The information in this web site compels us to ask and answer the following questions:
What should regulate the worship of God? Is the word of God, which is contained in the Holy Scriptures, a better guide than the traditions of men or the consciences of Christians? Why or why not?
When we try to interpret Jesus’s words and actions at the Last Supper, should we consider the historical and religious context, including the Jewish traditions surrounding the Passover meal? In particular, what did Jesus mean, and His hearers understand, when Jesus said, “This fruit of the vine”?
At what time of the year did the Passover meal and Last Supper take place? At what time of year did the grape harvest take place? What does this tell us about the contents of the cup that Jesus and His disciples used at the Lord’s Supper?

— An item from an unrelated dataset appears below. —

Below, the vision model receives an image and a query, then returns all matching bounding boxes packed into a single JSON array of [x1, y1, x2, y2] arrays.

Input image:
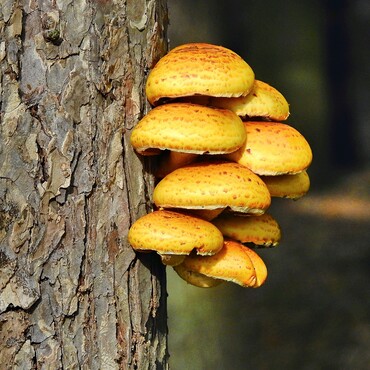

If Jesus used wine in the Lord’s Supper, what should we use in the Lord’s Supper? Why?
Since Jesus Christ instituted the Lord’s Supper, are we free to change the Lord’s Supper? Why or why not?
When the Apostle Paul wrote the terms “cup” and “the cup of blessing,” what was the source of those terms?
Did the Apostle Paul criticize the Corinthians for becoming drunk at their observances of the Lord’s Supper? If so, what does that tell us about the content of the communion cup?
Is drinking wine a sin? Why or why not? What implications do the answers to these questions have for the contents of the communion cup?
Is the popular practice of using unfermented grape juice in the Lord’s Supper supported by the Holy Scripture?
What does our study of history teach us about the use of unfermented grape juice in the Lord’s Supper?
What moral obligations do we have to fellow Christians, if we believe they are in error or ignorance about the Lord’s Supper?